With MyPTshop.com, the trainers can secure a new revenue source – products purchased through them rather than other sources, without ever having to actually touch a product. MyPTshop.com takes care of all inventory and order fulfillment.  Saah describes it as starting your personal trainer shop in seconds, without any extra work to our trainers.

So, how does it work?

Saah provides the trainers with a template, not unlike Word Press which we use for teknovation.biz. This allows the trainers to create their own distinctive look and feel for their website while also connecting to MyPTshop.com’s online ordering system.

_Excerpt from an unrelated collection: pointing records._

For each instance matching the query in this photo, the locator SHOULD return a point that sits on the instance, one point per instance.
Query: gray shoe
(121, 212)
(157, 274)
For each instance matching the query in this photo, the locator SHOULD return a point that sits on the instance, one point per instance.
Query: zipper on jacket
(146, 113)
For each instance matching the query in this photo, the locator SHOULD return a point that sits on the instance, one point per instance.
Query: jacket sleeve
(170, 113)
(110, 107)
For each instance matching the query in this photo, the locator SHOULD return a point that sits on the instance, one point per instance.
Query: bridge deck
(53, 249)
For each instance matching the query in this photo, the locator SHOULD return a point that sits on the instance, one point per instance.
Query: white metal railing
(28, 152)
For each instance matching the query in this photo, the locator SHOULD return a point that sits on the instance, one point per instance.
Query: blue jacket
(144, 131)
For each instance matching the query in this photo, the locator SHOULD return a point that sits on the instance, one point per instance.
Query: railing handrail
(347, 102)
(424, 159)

The service, including the template, is offered at no cost to the trainers.

“They (the trainers) pick products from our master list specific to their needs, so if they were training for physique or performance, they may pick different products than a yoga instructor would,” Saah explained.

They can select from more than 6,000 supplements and more than 300 different pieces of equipment, so they are sure to find the products that suit them. The latter could include anything from yoga mats to free weights and boxing gloves.

MyPTshop.com serves as the fulfillment center, shipping the products to the customer and providing a percentage of the sales revenue back to the trainer.

Saah plans to launch a Beta test of the system with a local gym and two individual trainers in the very near future and go full scale later this year.  

Now a junior majoring in Mechanical Engineering with a minor in Engineering Entrepreneurship, Saah says, “I’ve always loved the relationship between entrepreneurship and technology.” His examination has included observing his parents whom Saah describes as entrepreneurs. They emigrated from Palestine.

“If you can find a technical solution to a physical problem,” he says, “The possibilities are endless.”

This was Saah’s first time to participate in “Vol Court.”